Well I can certainly agree that saying things like "minds are like computers" or "minds are not like computers" are statements that ought to be scoped.

However, if people making the 2nd statement are effectively saying that it's possible to conceive of a computer, whether created by humans or only as a fantastically complicated un-realized machine, that could independently decide to take over the world, and think thoughts / algorithmically cogitate symbols that would equate to vanity by ruminating on the virtues of itself or its work, and so on and so forth, and even possibly do all those things in the exact same way a conscious human mind does; and that even though all of those things might be actuated and functioning in the same way in both the human mind and the hypothetical computer, the computer isn't a mind and so the human mind isn't like it solely because there is qualia or experience of these things in the human mind and not in the computer - that seems like axe-grinding or hair-splitting to me and it seems like it would be motivated as I said above by a perceived threat of self-identification with your VCR. So when it's paired with a de rigueur assumption, un-examinable, that there can't exist any humans who don't have consciousness, it makes me even more suspicious.

Now if instead the idea is that there are mental faculties or mental phenomena that inalienably depend on consciousness, I can see such an argument being made. But if that's simply being implied in the assertions about consciousness it really appears to be missing a step to fail to specifically say that the hypothetical computer I described above, what I was equating to a human without consciousness, isn't possible and list some other things besides the qualia stuff that wouldn't work.

I should ask at this point: does the article in the OP actually discuss the mind-body problem as part of all this anyways? It appears to me to primarily say that digital computers require black boxes, which seems manifestly untrue to me (indeed, working as a software engineer the absence of black boxes in particular situations is often painfully hammered home) and is what got my hackles up in the first place. (And I'd also say it firmly underlines the peril of basing this sort of stuff entirely on theoretical models of computers and ignoring the way computers actually work and what they're made to do.)

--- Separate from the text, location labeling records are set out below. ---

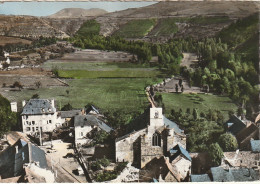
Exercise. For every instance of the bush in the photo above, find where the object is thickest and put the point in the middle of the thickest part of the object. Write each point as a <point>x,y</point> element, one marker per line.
<point>228,142</point>
<point>216,153</point>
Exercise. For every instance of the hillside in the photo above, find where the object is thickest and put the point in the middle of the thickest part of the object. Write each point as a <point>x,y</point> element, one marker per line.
<point>27,27</point>
<point>113,22</point>
<point>78,13</point>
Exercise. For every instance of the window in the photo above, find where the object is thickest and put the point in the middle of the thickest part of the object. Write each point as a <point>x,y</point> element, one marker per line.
<point>156,114</point>
<point>156,139</point>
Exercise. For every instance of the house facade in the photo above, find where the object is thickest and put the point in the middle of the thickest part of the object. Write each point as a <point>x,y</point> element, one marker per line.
<point>142,146</point>
<point>40,114</point>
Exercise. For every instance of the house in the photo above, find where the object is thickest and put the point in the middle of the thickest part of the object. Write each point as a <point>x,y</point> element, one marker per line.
<point>153,137</point>
<point>86,123</point>
<point>220,174</point>
<point>40,114</point>
<point>15,158</point>
<point>200,178</point>
<point>255,145</point>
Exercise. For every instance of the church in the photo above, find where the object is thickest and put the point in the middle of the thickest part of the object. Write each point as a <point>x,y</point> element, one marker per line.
<point>154,139</point>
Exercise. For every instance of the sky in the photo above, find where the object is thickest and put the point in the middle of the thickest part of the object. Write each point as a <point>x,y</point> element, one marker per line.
<point>48,8</point>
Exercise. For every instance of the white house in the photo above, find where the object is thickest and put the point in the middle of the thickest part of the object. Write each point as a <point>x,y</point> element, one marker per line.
<point>40,114</point>
<point>84,124</point>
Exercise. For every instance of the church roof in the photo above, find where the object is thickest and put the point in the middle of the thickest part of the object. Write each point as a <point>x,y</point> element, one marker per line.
<point>177,150</point>
<point>38,106</point>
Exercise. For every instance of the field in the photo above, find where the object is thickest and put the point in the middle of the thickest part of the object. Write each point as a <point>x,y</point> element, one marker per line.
<point>12,40</point>
<point>165,27</point>
<point>89,27</point>
<point>203,102</point>
<point>136,28</point>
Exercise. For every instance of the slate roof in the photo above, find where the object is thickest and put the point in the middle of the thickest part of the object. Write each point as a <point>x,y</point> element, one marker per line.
<point>255,145</point>
<point>242,174</point>
<point>177,150</point>
<point>37,107</point>
<point>243,134</point>
<point>200,178</point>
<point>69,114</point>
<point>143,121</point>
<point>237,125</point>
<point>11,163</point>
<point>88,120</point>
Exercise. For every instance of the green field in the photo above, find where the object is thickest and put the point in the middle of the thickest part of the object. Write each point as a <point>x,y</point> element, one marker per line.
<point>89,27</point>
<point>203,102</point>
<point>165,27</point>
<point>136,28</point>
<point>108,94</point>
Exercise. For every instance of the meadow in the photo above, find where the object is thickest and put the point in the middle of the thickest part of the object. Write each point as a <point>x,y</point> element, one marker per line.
<point>203,102</point>
<point>136,28</point>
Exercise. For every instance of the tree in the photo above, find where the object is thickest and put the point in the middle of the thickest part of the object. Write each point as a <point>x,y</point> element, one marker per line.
<point>228,142</point>
<point>38,84</point>
<point>216,153</point>
<point>35,96</point>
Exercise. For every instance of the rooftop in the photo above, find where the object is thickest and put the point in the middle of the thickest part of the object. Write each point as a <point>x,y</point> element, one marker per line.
<point>38,106</point>
<point>255,145</point>
<point>200,178</point>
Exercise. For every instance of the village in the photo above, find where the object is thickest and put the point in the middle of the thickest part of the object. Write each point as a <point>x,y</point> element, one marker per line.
<point>162,92</point>
<point>70,146</point>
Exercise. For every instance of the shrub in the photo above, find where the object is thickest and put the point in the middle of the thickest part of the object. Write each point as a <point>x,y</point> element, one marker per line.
<point>228,142</point>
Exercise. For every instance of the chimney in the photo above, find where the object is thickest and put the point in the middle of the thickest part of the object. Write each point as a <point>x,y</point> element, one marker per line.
<point>16,149</point>
<point>23,103</point>
<point>52,103</point>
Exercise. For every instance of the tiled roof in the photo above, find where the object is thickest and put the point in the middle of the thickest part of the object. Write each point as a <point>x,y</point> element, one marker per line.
<point>38,106</point>
<point>200,178</point>
<point>11,162</point>
<point>88,120</point>
<point>243,134</point>
<point>255,145</point>
<point>69,114</point>
<point>177,150</point>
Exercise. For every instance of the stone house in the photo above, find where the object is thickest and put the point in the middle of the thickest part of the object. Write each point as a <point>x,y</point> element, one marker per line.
<point>15,158</point>
<point>152,140</point>
<point>84,124</point>
<point>40,114</point>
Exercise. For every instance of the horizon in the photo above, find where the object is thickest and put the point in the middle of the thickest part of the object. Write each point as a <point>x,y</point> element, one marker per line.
<point>49,8</point>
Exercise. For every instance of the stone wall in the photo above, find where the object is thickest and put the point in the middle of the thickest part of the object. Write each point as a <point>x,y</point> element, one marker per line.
<point>124,147</point>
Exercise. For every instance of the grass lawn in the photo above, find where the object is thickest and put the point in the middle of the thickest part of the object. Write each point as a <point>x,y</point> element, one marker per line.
<point>108,94</point>
<point>89,27</point>
<point>202,102</point>
<point>136,28</point>
<point>165,27</point>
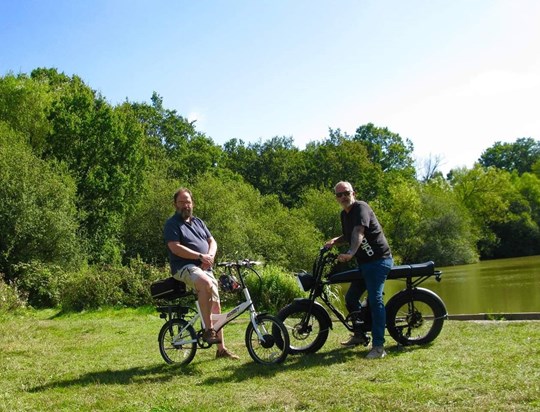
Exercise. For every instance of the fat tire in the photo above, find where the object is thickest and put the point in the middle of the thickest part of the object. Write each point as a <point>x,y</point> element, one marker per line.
<point>300,340</point>
<point>177,355</point>
<point>402,321</point>
<point>274,348</point>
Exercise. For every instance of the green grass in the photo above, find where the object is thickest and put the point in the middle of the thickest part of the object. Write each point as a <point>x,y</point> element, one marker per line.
<point>109,361</point>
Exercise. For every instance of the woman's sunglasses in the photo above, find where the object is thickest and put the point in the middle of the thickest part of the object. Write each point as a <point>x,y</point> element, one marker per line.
<point>340,194</point>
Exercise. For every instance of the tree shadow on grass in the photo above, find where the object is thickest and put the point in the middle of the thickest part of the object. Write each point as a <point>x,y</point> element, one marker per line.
<point>158,373</point>
<point>248,370</point>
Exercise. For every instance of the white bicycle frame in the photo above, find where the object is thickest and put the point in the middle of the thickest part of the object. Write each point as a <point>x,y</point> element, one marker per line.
<point>221,319</point>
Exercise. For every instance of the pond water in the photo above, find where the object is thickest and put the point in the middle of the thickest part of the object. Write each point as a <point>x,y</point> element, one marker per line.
<point>492,286</point>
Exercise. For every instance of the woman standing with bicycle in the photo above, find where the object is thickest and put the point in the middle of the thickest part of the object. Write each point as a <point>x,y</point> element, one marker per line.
<point>191,249</point>
<point>366,240</point>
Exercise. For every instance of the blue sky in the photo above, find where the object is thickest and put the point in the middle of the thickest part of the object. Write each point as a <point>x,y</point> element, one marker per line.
<point>453,76</point>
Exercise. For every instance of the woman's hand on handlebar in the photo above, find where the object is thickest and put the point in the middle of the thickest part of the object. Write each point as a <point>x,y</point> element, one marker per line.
<point>344,257</point>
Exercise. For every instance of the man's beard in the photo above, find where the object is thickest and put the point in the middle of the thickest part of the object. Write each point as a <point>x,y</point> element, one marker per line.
<point>186,213</point>
<point>348,203</point>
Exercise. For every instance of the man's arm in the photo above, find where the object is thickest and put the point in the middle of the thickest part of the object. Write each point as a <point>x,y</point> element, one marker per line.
<point>357,236</point>
<point>356,239</point>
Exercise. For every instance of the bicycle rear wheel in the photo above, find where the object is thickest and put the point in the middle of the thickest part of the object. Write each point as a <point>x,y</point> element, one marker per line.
<point>177,342</point>
<point>415,318</point>
<point>274,345</point>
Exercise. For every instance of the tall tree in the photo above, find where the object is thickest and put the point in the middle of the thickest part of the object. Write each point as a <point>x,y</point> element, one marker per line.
<point>519,156</point>
<point>102,147</point>
<point>37,207</point>
<point>387,149</point>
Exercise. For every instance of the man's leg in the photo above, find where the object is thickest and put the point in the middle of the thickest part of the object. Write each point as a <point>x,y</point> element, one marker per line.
<point>375,275</point>
<point>352,303</point>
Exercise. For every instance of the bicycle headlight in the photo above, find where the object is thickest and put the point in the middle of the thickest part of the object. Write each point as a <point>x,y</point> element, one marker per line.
<point>306,281</point>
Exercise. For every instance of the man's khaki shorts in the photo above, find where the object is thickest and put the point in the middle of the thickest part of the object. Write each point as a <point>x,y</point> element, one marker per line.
<point>190,273</point>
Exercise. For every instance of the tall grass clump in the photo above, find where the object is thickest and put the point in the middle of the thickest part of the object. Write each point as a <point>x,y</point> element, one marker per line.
<point>274,289</point>
<point>111,286</point>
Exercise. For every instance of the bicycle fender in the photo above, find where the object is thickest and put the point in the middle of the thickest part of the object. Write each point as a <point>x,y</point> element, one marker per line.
<point>418,290</point>
<point>317,306</point>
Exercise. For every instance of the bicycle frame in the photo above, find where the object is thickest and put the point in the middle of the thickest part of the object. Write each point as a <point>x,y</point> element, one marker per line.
<point>222,319</point>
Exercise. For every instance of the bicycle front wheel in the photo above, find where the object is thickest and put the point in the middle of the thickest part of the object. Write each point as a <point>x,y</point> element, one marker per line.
<point>177,342</point>
<point>273,344</point>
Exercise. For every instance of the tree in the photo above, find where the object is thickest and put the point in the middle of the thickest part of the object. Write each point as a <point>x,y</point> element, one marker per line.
<point>172,143</point>
<point>387,149</point>
<point>37,208</point>
<point>501,214</point>
<point>519,156</point>
<point>340,158</point>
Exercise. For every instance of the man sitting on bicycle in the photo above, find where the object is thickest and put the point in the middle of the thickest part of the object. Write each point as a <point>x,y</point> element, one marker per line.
<point>191,249</point>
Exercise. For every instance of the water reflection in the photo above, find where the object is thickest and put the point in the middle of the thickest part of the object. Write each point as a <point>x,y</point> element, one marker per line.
<point>495,286</point>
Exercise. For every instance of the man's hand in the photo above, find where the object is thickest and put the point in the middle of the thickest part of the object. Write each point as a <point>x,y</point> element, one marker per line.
<point>207,261</point>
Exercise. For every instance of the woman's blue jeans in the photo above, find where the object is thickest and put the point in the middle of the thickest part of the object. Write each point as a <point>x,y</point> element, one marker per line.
<point>374,275</point>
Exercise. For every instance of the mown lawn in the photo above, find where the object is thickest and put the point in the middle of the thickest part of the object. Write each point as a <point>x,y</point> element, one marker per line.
<point>109,361</point>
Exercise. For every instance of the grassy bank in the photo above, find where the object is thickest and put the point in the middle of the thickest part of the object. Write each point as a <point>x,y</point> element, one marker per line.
<point>109,360</point>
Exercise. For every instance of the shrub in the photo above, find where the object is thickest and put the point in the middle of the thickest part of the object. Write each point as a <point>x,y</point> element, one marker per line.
<point>40,283</point>
<point>104,285</point>
<point>9,297</point>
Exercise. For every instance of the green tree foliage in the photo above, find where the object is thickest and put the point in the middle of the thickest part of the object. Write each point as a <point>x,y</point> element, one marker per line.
<point>102,147</point>
<point>340,158</point>
<point>24,106</point>
<point>273,167</point>
<point>446,229</point>
<point>247,224</point>
<point>37,207</point>
<point>173,144</point>
<point>387,149</point>
<point>401,220</point>
<point>502,214</point>
<point>520,156</point>
<point>321,209</point>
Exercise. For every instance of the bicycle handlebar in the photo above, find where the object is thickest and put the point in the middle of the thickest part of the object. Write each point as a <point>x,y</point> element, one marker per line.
<point>240,263</point>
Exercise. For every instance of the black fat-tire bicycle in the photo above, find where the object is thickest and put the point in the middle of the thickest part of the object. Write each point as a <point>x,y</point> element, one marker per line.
<point>414,315</point>
<point>266,338</point>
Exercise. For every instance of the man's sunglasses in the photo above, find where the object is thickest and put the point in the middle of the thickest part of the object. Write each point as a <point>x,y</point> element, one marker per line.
<point>345,193</point>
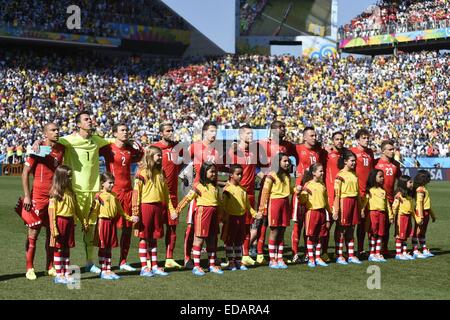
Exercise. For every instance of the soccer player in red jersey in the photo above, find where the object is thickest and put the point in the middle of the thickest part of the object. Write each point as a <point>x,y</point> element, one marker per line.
<point>391,170</point>
<point>245,154</point>
<point>42,168</point>
<point>308,153</point>
<point>332,169</point>
<point>118,157</point>
<point>267,150</point>
<point>199,152</point>
<point>365,162</point>
<point>171,165</point>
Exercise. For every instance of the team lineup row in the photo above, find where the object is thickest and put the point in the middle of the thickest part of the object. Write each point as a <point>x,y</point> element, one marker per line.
<point>333,184</point>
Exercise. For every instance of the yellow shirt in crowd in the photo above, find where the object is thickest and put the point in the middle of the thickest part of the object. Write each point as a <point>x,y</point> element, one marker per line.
<point>346,184</point>
<point>150,190</point>
<point>314,196</point>
<point>235,201</point>
<point>377,201</point>
<point>107,206</point>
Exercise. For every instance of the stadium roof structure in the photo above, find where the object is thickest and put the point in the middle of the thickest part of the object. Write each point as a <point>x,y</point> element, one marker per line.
<point>412,46</point>
<point>431,39</point>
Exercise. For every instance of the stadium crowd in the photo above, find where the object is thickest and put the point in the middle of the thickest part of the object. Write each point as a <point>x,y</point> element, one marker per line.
<point>404,98</point>
<point>398,16</point>
<point>249,13</point>
<point>95,15</point>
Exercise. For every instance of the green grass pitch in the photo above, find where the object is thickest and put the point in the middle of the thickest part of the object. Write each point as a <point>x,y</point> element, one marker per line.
<point>420,279</point>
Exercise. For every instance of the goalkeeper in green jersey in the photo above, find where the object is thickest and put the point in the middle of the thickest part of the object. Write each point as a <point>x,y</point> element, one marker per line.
<point>82,155</point>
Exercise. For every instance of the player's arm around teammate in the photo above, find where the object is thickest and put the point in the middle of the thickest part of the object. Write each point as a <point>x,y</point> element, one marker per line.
<point>317,218</point>
<point>275,204</point>
<point>403,209</point>
<point>106,207</point>
<point>149,195</point>
<point>62,209</point>
<point>206,217</point>
<point>235,204</point>
<point>423,214</point>
<point>346,208</point>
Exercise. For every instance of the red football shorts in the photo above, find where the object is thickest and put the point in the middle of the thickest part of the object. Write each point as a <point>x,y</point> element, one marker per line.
<point>404,227</point>
<point>279,212</point>
<point>125,201</point>
<point>151,224</point>
<point>191,212</point>
<point>166,214</point>
<point>206,222</point>
<point>377,222</point>
<point>350,214</point>
<point>298,211</point>
<point>421,230</point>
<point>66,237</point>
<point>106,234</point>
<point>233,232</point>
<point>316,223</point>
<point>248,217</point>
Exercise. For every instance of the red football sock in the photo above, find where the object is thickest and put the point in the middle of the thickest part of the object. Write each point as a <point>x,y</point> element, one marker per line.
<point>246,245</point>
<point>272,248</point>
<point>153,252</point>
<point>196,252</point>
<point>30,250</point>
<point>101,258</point>
<point>143,253</point>
<point>48,250</point>
<point>125,241</point>
<point>310,249</point>
<point>66,259</point>
<point>378,247</point>
<point>351,248</point>
<point>261,240</point>
<point>170,240</point>
<point>211,256</point>
<point>398,246</point>
<point>373,241</point>
<point>188,241</point>
<point>280,250</point>
<point>57,257</point>
<point>318,248</point>
<point>108,256</point>
<point>361,234</point>
<point>294,238</point>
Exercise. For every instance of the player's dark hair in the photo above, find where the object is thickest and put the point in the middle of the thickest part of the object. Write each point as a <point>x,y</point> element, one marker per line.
<point>79,114</point>
<point>386,143</point>
<point>345,155</point>
<point>372,179</point>
<point>336,133</point>
<point>276,160</point>
<point>48,124</point>
<point>402,188</point>
<point>276,124</point>
<point>361,132</point>
<point>308,175</point>
<point>203,170</point>
<point>163,125</point>
<point>117,125</point>
<point>422,178</point>
<point>244,126</point>
<point>310,128</point>
<point>61,183</point>
<point>234,167</point>
<point>106,176</point>
<point>208,124</point>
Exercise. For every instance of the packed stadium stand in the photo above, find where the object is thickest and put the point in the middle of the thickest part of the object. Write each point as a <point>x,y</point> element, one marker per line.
<point>405,98</point>
<point>389,16</point>
<point>96,15</point>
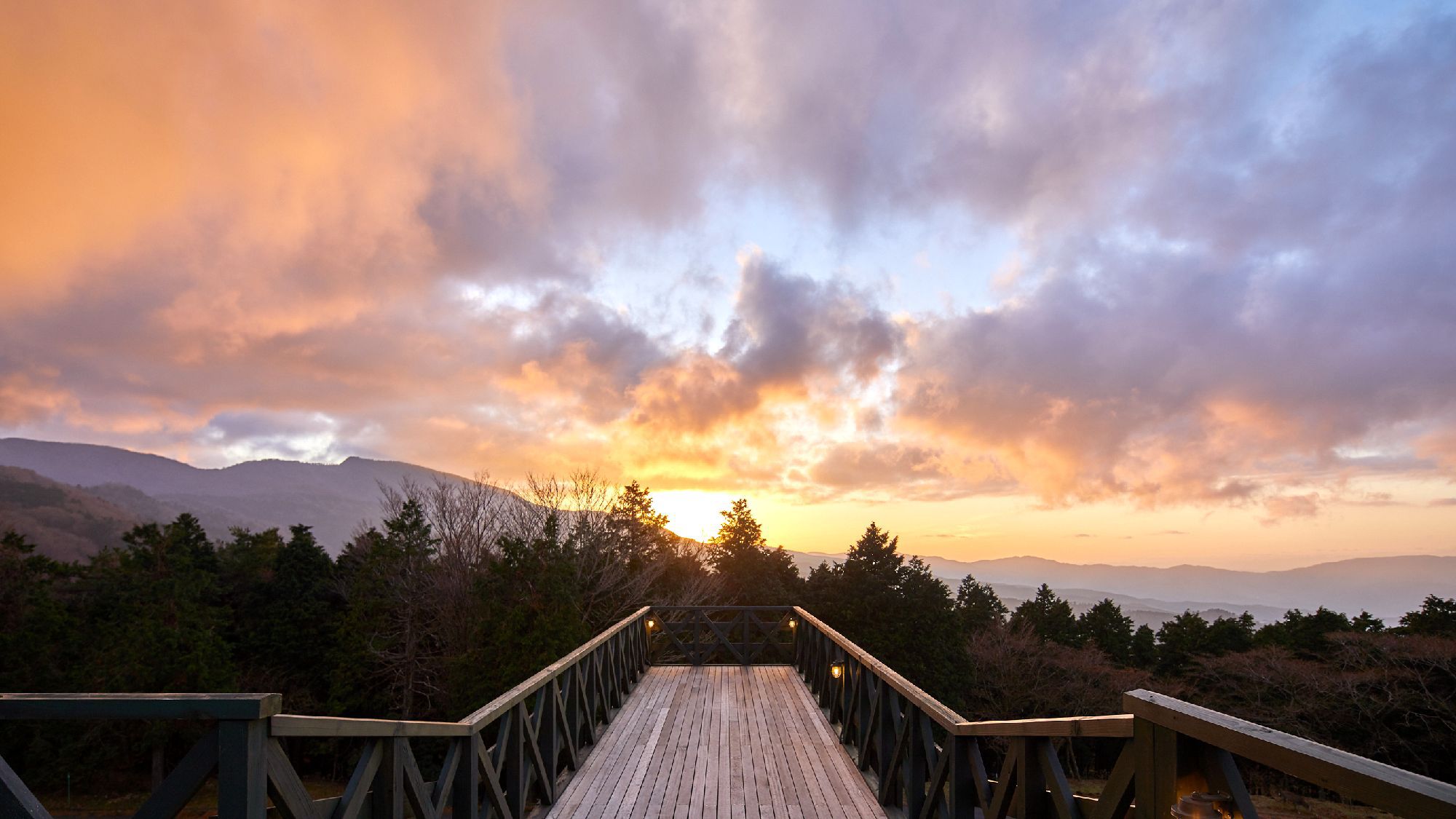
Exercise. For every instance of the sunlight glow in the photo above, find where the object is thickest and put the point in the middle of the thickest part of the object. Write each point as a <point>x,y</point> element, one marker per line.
<point>692,513</point>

The point of p-zombies is that they're physically identical, but philosophical zombies. Which means that consciousness would not be a purely physical fact, which means that physicality wouldn't account for all facts, which requires a non-physical explanation, which requires dualism.

Fuck. I thought I'd finally found a short-hand for the concept of a human without consciousness, which is usually difficult to explain and results in derails if you try to. Oh, well. Sorry if my use of the term has caused confusion.

Yeah, it's certainly always seemed to me that consciousness implies some sort of dualism, if I'm understanding that term correctly. When we've touched on determinism in past threads I think you've gotten the misapprehension that I have some attachment to materialism. I don't; I just don't regard the existence of any non-material things to require that those things aren't deterministic as I understand determinism. At least, not any non-material things that have been described to me so far (including consciousness.)

(And as we touched on the other time, it also appears to me that many peoples' interpretation of quantum phenomena as ruling out general determinism, rather than just ruling out determinism in classical physics, may be incorrect, although I'm not a physicist. But that's obviously an even more enormous discussion.)
posted by XMLicious at 12:56 AM on April 22, 2009


By the way computers actually work and what they're made to do in that parenthetical I meant "the things computers are caused to do" rather than "the purpose for which computers are created."